Theaterskandal wird Theaterstück "Die Hundekot-Attacke" in Jena auf der Theaterbühne

28. Oktober 2023, 17:15 Uhr

Mit der Produktion "Die Hundekot-Attacke" stellt das Theaterhaus Jena einen der unappetitlichsten Theaterskandale in den Mittelpunkt, den realen Angriff des Choreografen Marco Goecke auf die Ballettkritikerin Wiebke Hüster mit dem Tierexkrement. Doch das Theaterstück ist ganz anders als das Publikum es erwarten mag - auch für die Theatermacher. Unser Kritiker Wolfgang Schilling über eine Aufführung, die mehr will, als einen Theaterskandal aufzukochen.

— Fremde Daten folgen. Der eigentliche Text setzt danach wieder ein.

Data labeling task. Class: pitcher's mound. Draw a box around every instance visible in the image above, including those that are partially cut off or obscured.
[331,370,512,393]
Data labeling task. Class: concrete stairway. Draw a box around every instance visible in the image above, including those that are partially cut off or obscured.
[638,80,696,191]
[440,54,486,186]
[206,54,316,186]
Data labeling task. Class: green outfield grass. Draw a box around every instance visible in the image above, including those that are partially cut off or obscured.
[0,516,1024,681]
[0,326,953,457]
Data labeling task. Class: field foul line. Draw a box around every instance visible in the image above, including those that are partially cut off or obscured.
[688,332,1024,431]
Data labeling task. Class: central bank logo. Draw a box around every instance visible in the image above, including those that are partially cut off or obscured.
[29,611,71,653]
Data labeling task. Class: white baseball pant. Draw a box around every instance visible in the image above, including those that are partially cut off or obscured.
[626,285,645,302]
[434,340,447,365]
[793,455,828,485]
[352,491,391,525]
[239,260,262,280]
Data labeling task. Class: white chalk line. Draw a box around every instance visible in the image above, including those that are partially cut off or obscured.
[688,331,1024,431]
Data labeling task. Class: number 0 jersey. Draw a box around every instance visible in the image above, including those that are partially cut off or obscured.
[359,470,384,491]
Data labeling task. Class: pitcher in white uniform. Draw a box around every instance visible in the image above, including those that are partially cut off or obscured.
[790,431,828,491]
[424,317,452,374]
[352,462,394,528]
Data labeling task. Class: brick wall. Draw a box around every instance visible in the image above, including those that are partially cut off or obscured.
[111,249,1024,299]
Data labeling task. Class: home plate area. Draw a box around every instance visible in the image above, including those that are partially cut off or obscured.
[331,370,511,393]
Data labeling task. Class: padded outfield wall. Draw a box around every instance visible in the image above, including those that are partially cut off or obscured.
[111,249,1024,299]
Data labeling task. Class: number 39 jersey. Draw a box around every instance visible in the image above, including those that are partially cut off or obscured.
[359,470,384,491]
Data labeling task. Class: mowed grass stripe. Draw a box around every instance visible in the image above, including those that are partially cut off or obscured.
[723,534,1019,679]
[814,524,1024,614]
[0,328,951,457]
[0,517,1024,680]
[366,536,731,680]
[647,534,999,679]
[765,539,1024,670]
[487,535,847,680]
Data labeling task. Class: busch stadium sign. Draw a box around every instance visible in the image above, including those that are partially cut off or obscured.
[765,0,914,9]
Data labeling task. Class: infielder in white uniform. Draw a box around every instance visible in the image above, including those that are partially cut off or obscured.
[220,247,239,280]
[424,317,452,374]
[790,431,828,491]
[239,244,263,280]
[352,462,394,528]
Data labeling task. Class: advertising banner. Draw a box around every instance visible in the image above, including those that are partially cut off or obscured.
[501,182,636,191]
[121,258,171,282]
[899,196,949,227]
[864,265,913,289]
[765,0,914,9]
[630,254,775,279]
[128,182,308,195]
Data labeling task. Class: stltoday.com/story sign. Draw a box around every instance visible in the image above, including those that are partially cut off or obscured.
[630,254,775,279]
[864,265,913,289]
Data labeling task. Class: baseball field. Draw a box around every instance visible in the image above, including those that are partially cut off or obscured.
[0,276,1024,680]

Das Theaterhaus Jena verspricht mit seiner aktuellen Produktion "Die Hundekot-Attacke" eine Vorstellung über "Finsternis, Schönheit und Vergebung" nach einer wahren Geschichte. Die Theatermacher nehmen damit Bezug auf den unappetitlichen und völlig unakzeptablen Exkrement-Angriff des Choreografen Marco Goecke auf Wiebke Hüster, die Ballettkritikerin der Frankfurter Allgemeinen Zeitung bei einer Premiere in Hannover.

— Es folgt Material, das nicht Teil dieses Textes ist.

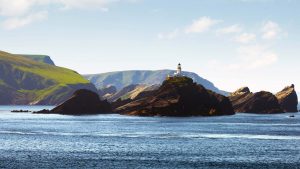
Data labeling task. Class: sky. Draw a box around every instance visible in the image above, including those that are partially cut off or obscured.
[0,0,300,92]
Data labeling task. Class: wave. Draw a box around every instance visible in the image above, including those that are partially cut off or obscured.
[0,131,300,140]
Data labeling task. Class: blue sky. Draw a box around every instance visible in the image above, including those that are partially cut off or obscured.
[0,0,300,92]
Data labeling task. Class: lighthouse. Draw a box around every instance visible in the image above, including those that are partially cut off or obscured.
[176,63,181,75]
[174,63,182,76]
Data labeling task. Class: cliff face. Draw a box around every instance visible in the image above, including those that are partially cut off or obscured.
[276,85,298,112]
[35,89,112,115]
[84,70,227,95]
[115,77,234,116]
[229,87,284,114]
[0,51,96,105]
[20,54,55,66]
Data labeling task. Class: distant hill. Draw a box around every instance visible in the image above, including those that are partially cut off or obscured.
[0,51,97,105]
[84,70,227,95]
[19,54,55,65]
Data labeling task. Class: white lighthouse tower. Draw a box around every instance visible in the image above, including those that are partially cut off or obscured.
[175,63,182,76]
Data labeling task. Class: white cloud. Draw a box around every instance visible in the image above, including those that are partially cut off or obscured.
[261,21,282,40]
[158,29,179,39]
[185,16,221,34]
[217,24,243,34]
[0,0,131,29]
[56,0,119,11]
[0,0,34,16]
[228,44,278,70]
[235,33,256,43]
[2,11,48,30]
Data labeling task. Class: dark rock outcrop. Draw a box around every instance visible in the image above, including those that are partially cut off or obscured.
[229,87,284,114]
[276,85,298,112]
[98,85,117,97]
[35,89,112,115]
[115,77,234,117]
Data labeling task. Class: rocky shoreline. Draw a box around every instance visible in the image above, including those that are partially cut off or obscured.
[29,76,298,117]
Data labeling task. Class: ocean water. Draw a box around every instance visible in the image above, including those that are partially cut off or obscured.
[0,106,300,169]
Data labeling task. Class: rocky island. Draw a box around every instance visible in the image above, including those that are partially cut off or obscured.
[276,84,298,112]
[115,76,234,117]
[229,85,298,114]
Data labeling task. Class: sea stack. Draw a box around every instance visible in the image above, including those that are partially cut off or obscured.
[276,84,298,112]
[229,87,284,114]
[35,89,112,115]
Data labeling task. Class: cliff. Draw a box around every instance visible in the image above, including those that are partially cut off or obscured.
[115,77,234,117]
[35,89,112,115]
[276,85,298,112]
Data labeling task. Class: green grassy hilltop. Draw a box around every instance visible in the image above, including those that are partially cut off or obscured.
[0,51,96,105]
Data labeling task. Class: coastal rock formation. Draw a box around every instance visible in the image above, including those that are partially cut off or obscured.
[276,85,298,112]
[229,87,284,114]
[115,76,234,117]
[98,85,117,99]
[106,84,159,102]
[0,51,97,105]
[84,69,228,95]
[35,89,112,115]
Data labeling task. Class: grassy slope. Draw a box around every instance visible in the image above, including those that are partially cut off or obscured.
[0,51,89,103]
[18,54,55,65]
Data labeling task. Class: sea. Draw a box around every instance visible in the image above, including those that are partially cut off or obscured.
[0,106,300,169]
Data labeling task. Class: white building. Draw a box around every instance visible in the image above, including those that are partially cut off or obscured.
[174,63,182,76]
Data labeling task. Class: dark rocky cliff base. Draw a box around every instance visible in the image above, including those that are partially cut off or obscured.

Dackel aus Tierschutzgründen per Video auf der Bühne

Eins vorweg, "ganz ohne Kot und Dackel", wie es im Vorfeld hieß, kommen sie nicht aus in Jena. Ein Dackel ist mit von der Partie, wenn auch nur per Video. Ein Live-Auftritt wurde aus tierschutzrechtlichen Gründen gestrichen.

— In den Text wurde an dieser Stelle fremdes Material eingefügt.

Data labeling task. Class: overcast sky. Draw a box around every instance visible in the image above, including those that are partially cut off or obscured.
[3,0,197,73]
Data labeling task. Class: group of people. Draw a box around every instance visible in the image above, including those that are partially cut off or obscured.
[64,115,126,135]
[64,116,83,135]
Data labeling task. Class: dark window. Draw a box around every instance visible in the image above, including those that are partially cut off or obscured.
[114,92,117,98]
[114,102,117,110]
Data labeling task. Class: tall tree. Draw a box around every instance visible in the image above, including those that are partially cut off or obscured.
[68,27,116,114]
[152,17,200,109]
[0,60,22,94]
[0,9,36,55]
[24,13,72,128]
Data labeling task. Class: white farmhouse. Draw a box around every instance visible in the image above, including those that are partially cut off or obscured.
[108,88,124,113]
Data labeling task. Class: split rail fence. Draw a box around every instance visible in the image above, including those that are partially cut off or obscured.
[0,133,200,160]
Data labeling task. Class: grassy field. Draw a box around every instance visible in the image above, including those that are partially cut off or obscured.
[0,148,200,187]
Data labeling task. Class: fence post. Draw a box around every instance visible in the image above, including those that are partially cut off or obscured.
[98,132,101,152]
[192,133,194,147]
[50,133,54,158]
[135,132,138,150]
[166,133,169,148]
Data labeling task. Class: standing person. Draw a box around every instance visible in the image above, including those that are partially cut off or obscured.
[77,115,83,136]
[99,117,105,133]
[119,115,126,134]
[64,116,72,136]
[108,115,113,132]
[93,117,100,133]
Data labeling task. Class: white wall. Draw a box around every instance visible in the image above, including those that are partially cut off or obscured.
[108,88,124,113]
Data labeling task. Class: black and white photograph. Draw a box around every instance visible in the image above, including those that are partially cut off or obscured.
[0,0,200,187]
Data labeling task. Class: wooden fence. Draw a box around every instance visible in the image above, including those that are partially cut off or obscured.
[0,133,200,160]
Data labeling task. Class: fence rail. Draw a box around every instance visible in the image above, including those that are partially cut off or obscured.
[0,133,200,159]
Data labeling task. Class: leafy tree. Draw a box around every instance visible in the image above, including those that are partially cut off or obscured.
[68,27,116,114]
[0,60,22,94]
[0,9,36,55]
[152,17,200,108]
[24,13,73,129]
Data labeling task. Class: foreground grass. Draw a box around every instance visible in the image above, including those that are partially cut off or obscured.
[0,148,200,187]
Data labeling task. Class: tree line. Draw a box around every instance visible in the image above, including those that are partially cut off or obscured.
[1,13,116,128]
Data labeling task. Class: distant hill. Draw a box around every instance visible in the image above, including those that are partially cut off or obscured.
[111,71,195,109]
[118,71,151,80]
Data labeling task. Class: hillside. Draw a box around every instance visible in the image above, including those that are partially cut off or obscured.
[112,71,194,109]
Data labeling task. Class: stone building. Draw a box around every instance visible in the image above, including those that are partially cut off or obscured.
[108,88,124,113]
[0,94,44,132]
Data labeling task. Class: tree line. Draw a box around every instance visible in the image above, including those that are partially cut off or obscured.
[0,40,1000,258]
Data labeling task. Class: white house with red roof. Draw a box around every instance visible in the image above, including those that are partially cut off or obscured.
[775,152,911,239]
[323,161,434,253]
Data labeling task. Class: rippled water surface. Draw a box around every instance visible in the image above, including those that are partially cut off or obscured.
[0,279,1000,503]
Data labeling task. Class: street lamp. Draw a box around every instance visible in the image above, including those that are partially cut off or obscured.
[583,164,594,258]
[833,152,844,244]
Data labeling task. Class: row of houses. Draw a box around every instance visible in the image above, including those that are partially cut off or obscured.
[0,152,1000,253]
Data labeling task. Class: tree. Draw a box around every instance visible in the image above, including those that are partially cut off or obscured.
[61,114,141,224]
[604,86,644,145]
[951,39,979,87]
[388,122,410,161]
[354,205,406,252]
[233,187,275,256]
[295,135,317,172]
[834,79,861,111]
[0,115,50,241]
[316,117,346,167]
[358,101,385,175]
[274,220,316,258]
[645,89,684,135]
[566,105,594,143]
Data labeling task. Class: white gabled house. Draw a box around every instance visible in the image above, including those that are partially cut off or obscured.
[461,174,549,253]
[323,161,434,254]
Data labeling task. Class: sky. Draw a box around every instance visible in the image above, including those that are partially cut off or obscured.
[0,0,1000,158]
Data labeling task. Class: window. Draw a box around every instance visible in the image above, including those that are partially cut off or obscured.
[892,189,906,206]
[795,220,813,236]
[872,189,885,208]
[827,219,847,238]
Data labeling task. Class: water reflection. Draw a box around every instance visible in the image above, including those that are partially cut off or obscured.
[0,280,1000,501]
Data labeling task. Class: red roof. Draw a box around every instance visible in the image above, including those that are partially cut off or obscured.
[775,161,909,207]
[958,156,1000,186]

Schon der alte Goethe meinte bekanntlich, dass Hunde nichts auf der Theaterbühne zu suchen haben. Hätte sich Marco Goecke daran gehalten, hätte auch er zur Tatzeit keine Kacke zur Hand gehabt und Wiebke Hüster vielleicht nur ein Glas Wein ins Gesicht bekommen. Doch nun ist der Skandal passiert und das Theaterhaus Jena benutzt ihn als Anlass, um über das Verhältnis von Kunst und Kritik nachzudenken und gestattet dabei auch tiefe Einblicke ins Innenleben eines Theaterkollektivs.

Prolog mit falscher Tänzerin

Gleich zu Beginn will uns die niederländische Schauspielerin Linde Dercon in einem Vortrag weismachen, dass sie von frühester Kindheit an getanzt hat und mit 25 Jahren vom Nederlands Dans Theater in Den Haag engagiert wurde. Dort hat sie mit den großen Choreografen unserer Zeit gearbeitet - auch mit Marco Goecke. Am Abend der tatsächlichen Hundekot-Attacke will sie Backstage vor Ort in Hannover gewesen sein.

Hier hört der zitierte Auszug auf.